We address the following fundamental problem in theoretical computer science and Bayesian machine learning:

Sample from a probability distribution with density function \(p(x) = \frac{e^{-f(x)}}{\int_{\R^n} e^{-f(x)}\,dx}\), \(x\in \R^d\), given query access to \(f(x)\) and \(\nabla f(x)\).

In the case where \(f\) is convex (we say that the distribution \(p(x)\) is log-concave), a classical Markov chain called Langevin diffusion gives an efficient way to carry out the sampling. Log-concavity is sampling analogue of convexity, and Langevin diffusion is the analogue of gradient descent: it is gradient descent plus Gaussian noise.

However, just as most interesting optimization problems are non-convex and often have multiple local minima, most intersting sampling problems - such as those arising from deep generative models - are not log-concave, and often have multiple modes. We can’t hope to solve the problem in full generality, but we can hope to find methods that work for a wider class of distributions, including some multimodal distributions.

Main result

One general approach to sample from a probability distribution is to define a Markov chain with the desired distribution as its stationary distribution. This approach is called Markov chain Monte Carlo. However, in many practical problems, the Markov chain does not mix rapidly, and we obtain samples from only one part of the distribution.

Thus, our algorithm requires two ingredients:

  1. Langevin diffusion, which is a generic chain for sampling given gradient access to the log-pdf of the distribution, and
  2. Simulated tempering, a heuristic for speeding up Markov Chains on multimodal distributions.

We cannot use Langevin diffusion by itself because it is a Markov chain with local moves that gets stuck in a local mode.

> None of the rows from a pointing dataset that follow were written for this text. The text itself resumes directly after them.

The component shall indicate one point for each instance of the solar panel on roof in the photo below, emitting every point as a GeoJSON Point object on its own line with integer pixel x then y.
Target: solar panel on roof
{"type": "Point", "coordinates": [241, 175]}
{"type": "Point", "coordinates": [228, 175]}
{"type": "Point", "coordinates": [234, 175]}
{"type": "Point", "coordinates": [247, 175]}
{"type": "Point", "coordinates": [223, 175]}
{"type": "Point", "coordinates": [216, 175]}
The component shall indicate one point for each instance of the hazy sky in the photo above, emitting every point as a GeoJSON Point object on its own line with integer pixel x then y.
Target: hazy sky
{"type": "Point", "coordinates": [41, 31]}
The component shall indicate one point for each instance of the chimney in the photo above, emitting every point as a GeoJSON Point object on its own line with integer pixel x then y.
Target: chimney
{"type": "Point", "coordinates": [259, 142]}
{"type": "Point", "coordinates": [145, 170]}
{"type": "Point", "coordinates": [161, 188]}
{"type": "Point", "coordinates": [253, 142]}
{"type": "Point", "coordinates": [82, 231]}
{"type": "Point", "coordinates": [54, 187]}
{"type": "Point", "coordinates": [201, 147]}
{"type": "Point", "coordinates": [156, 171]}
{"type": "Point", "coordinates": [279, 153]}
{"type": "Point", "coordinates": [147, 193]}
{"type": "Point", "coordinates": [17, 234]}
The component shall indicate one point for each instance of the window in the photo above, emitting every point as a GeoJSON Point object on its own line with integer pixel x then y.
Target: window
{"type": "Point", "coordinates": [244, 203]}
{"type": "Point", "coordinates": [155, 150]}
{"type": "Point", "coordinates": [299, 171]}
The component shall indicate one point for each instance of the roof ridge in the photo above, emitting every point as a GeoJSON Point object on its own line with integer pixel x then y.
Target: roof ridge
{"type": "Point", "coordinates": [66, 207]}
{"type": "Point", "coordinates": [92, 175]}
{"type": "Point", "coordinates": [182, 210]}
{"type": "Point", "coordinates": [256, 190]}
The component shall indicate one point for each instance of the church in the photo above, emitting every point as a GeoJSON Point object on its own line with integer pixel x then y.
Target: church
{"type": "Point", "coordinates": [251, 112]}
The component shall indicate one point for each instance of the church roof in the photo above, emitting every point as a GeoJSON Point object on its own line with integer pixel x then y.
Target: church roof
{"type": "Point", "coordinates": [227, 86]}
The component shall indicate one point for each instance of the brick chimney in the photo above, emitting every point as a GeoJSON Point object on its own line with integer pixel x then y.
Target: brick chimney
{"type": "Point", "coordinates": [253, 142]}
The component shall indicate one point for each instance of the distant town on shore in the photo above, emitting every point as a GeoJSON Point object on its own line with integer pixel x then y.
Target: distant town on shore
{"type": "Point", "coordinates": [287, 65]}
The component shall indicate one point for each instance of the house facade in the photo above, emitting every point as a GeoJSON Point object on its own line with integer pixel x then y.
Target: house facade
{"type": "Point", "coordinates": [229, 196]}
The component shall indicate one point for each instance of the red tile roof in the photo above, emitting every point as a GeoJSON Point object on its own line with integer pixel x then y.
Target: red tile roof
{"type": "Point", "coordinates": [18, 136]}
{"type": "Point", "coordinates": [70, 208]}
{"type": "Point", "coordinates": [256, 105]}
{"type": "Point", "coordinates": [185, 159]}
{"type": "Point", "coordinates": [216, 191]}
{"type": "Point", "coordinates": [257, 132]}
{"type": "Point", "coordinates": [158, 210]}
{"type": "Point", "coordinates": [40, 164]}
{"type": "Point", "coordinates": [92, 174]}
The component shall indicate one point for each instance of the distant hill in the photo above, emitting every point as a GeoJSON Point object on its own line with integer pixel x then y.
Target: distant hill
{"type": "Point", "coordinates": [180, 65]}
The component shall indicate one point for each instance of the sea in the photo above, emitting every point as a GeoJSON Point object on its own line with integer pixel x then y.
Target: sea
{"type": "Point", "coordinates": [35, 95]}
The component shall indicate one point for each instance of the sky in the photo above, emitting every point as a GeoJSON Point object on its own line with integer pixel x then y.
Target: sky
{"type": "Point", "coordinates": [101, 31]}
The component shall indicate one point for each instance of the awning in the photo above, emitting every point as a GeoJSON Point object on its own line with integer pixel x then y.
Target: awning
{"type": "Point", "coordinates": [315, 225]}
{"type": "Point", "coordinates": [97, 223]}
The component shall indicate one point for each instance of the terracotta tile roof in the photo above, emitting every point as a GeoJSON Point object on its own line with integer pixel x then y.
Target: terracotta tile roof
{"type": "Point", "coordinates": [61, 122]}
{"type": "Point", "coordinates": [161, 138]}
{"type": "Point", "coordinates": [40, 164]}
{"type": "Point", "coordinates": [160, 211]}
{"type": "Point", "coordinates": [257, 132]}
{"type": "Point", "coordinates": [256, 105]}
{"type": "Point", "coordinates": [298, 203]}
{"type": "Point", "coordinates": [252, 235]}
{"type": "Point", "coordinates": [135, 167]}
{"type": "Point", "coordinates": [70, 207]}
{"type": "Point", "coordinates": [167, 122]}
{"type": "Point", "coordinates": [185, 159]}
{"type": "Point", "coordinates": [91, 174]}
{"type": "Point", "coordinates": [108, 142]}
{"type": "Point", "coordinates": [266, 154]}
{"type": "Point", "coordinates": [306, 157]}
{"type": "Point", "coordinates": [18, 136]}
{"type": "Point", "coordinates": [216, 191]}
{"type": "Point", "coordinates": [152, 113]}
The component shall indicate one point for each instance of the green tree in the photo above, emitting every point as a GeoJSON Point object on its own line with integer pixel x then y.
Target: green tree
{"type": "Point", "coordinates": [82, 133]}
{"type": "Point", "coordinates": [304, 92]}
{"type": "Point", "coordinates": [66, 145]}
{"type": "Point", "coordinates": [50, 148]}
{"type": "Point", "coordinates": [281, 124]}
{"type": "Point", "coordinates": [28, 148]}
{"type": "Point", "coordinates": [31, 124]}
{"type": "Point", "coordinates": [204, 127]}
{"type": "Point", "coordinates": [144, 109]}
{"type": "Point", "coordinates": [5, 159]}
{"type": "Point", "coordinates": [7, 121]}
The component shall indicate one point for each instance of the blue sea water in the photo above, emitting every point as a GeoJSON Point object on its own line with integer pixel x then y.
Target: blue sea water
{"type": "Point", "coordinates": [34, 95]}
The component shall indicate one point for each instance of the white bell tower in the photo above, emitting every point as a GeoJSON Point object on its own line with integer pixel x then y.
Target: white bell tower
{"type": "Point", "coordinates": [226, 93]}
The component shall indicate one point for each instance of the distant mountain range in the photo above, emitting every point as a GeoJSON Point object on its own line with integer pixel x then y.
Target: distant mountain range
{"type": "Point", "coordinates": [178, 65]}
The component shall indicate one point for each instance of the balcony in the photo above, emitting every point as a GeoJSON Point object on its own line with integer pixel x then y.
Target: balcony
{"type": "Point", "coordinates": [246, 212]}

Instead, we create a meta-Markov chain (the simulated tempering chain) which changes the temperature to exponentially speed up mixing. To raise the temperature of a distribution means to smooth it out so that the Markov chain can more easily traverse the space. While temperature-based methods have been used heuristically, strong guarantees for them have so far been lacking.

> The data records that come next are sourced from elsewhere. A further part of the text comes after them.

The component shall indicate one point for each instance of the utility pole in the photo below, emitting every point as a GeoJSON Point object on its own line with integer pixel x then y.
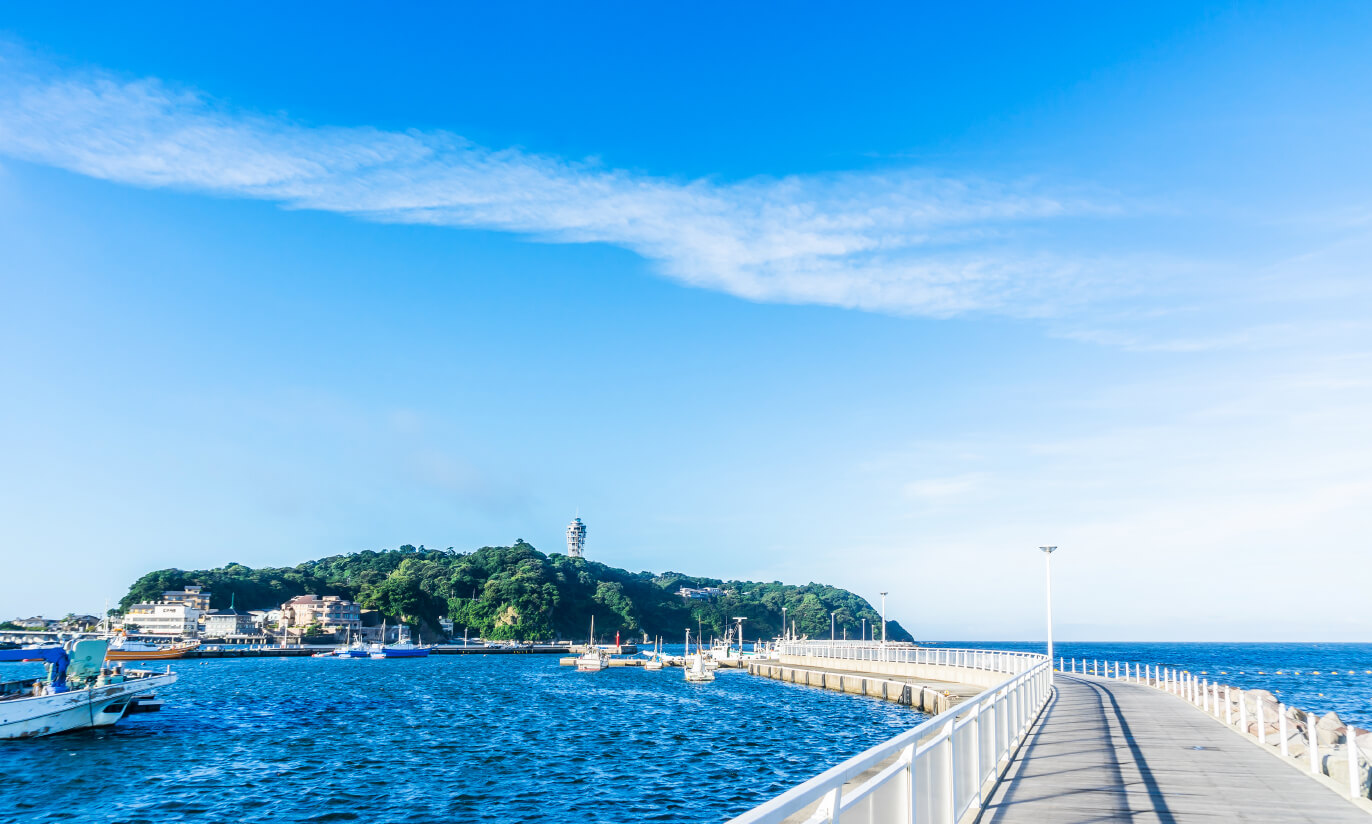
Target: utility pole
{"type": "Point", "coordinates": [882, 619]}
{"type": "Point", "coordinates": [1047, 568]}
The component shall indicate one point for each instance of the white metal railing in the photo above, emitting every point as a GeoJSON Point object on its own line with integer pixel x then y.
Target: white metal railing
{"type": "Point", "coordinates": [1229, 706]}
{"type": "Point", "coordinates": [935, 772]}
{"type": "Point", "coordinates": [1006, 661]}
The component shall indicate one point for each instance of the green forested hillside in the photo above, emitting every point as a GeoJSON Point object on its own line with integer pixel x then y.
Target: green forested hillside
{"type": "Point", "coordinates": [519, 592]}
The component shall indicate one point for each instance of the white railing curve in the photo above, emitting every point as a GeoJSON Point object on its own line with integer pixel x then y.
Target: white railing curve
{"type": "Point", "coordinates": [936, 772]}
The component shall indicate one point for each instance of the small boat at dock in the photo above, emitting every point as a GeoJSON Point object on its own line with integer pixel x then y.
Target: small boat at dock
{"type": "Point", "coordinates": [401, 649]}
{"type": "Point", "coordinates": [594, 658]}
{"type": "Point", "coordinates": [655, 661]}
{"type": "Point", "coordinates": [122, 649]}
{"type": "Point", "coordinates": [78, 691]}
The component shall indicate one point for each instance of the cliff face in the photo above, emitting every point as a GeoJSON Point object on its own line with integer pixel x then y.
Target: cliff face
{"type": "Point", "coordinates": [519, 592]}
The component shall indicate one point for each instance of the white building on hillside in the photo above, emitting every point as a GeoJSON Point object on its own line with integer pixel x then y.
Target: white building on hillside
{"type": "Point", "coordinates": [576, 539]}
{"type": "Point", "coordinates": [162, 619]}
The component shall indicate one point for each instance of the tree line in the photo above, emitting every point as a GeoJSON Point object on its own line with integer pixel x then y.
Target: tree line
{"type": "Point", "coordinates": [517, 592]}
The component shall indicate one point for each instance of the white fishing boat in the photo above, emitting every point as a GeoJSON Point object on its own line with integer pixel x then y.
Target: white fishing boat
{"type": "Point", "coordinates": [78, 691]}
{"type": "Point", "coordinates": [699, 669]}
{"type": "Point", "coordinates": [404, 647]}
{"type": "Point", "coordinates": [696, 665]}
{"type": "Point", "coordinates": [593, 660]}
{"type": "Point", "coordinates": [125, 649]}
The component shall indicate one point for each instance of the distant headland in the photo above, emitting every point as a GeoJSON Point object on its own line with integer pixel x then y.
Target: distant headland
{"type": "Point", "coordinates": [517, 592]}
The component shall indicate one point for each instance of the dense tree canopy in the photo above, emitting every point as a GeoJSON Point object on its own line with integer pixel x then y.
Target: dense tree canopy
{"type": "Point", "coordinates": [519, 592]}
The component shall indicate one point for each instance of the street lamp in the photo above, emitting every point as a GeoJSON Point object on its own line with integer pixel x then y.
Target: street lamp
{"type": "Point", "coordinates": [882, 619]}
{"type": "Point", "coordinates": [1047, 566]}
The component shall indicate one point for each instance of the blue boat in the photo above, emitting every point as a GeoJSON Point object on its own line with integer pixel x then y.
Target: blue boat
{"type": "Point", "coordinates": [401, 649]}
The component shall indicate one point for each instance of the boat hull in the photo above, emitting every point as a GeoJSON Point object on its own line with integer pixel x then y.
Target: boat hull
{"type": "Point", "coordinates": [421, 653]}
{"type": "Point", "coordinates": [168, 654]}
{"type": "Point", "coordinates": [77, 709]}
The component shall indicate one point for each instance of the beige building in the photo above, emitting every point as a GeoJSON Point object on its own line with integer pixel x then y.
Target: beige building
{"type": "Point", "coordinates": [329, 612]}
{"type": "Point", "coordinates": [162, 619]}
{"type": "Point", "coordinates": [192, 597]}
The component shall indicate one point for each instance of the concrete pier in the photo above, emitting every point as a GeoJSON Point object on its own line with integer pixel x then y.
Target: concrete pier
{"type": "Point", "coordinates": [1107, 750]}
{"type": "Point", "coordinates": [922, 694]}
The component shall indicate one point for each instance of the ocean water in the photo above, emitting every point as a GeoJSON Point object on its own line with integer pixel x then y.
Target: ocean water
{"type": "Point", "coordinates": [517, 738]}
{"type": "Point", "coordinates": [450, 738]}
{"type": "Point", "coordinates": [1312, 676]}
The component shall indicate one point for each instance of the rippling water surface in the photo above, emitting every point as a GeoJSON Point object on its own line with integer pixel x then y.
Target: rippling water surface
{"type": "Point", "coordinates": [491, 738]}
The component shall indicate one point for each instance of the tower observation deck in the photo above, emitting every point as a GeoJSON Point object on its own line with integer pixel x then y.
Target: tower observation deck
{"type": "Point", "coordinates": [576, 539]}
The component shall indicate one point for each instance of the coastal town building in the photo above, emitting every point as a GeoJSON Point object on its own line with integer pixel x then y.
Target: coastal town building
{"type": "Point", "coordinates": [700, 592]}
{"type": "Point", "coordinates": [162, 619]}
{"type": "Point", "coordinates": [192, 597]}
{"type": "Point", "coordinates": [225, 623]}
{"type": "Point", "coordinates": [329, 612]}
{"type": "Point", "coordinates": [576, 539]}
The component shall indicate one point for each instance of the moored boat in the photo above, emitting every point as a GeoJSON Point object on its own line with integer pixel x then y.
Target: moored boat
{"type": "Point", "coordinates": [655, 661]}
{"type": "Point", "coordinates": [594, 658]}
{"type": "Point", "coordinates": [77, 693]}
{"type": "Point", "coordinates": [401, 649]}
{"type": "Point", "coordinates": [122, 649]}
{"type": "Point", "coordinates": [699, 669]}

We show that our algorithm allows efficient sampling given a structural assumption on the distribution: that it is close to a mixture of gaussians (of equal covariance) with polynomially many components.

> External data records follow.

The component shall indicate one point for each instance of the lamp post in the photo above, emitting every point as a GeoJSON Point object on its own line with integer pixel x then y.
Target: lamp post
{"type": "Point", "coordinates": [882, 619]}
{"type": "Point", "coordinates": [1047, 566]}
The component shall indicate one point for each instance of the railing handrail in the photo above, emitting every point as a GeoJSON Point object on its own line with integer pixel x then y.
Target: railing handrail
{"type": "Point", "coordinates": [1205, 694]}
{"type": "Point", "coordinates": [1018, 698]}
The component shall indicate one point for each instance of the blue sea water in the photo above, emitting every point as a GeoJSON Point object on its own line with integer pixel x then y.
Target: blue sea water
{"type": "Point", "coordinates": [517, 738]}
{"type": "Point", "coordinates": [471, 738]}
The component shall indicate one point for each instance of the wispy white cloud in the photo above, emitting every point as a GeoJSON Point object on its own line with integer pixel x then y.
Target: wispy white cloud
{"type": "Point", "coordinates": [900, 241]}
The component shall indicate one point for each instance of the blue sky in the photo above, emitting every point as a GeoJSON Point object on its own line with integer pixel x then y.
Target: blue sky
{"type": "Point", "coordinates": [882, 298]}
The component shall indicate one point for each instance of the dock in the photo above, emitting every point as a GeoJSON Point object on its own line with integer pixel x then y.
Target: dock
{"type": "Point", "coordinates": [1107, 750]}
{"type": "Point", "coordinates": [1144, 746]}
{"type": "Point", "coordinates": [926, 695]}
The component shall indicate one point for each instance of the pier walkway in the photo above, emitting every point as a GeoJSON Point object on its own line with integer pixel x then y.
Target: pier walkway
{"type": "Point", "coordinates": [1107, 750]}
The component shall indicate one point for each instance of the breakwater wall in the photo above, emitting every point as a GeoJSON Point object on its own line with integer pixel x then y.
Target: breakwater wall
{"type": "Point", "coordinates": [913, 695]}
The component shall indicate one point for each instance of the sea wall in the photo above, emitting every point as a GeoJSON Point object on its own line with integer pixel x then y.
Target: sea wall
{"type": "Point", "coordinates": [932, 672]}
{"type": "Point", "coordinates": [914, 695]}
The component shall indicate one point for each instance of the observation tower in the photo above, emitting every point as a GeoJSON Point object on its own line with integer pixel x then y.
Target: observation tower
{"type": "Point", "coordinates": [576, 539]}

Our main theorem is the following.

Theorem: Let \(p(x)\propto e^{-f(x)}\) be a mixture of gaussians, i.e., \[f(x)=-\log\pa{\sumo in w_i e^{-\fc{\ve{x-\mu_j}^2}{2\si^2}}}.\] Suppose that \(\si, \ve{\mu_j}\le D\) and we can query \(f(x)\), \(\nb f(x)\). There is an algorithm (based on Langevin diffusion and simulated tempering), which runs in time \(\poly(1/w_{\min},1/\si^2,1/\ep,d,D)\) and samples from a distribution \(\wt p\) with \(\ve{p-\wt p}_1\le \ep\).

Moreover, this theorem is robust in the following sense: if \(p(x)\) is a factor of \(K\) away from a mixture of gaussians, then we incur an additional factor of \(\poly(K)\) in running time. The theorem also extends to a mixture of strongly log-concave distributions of the same shape; we discuss the gaussian case for simplicity.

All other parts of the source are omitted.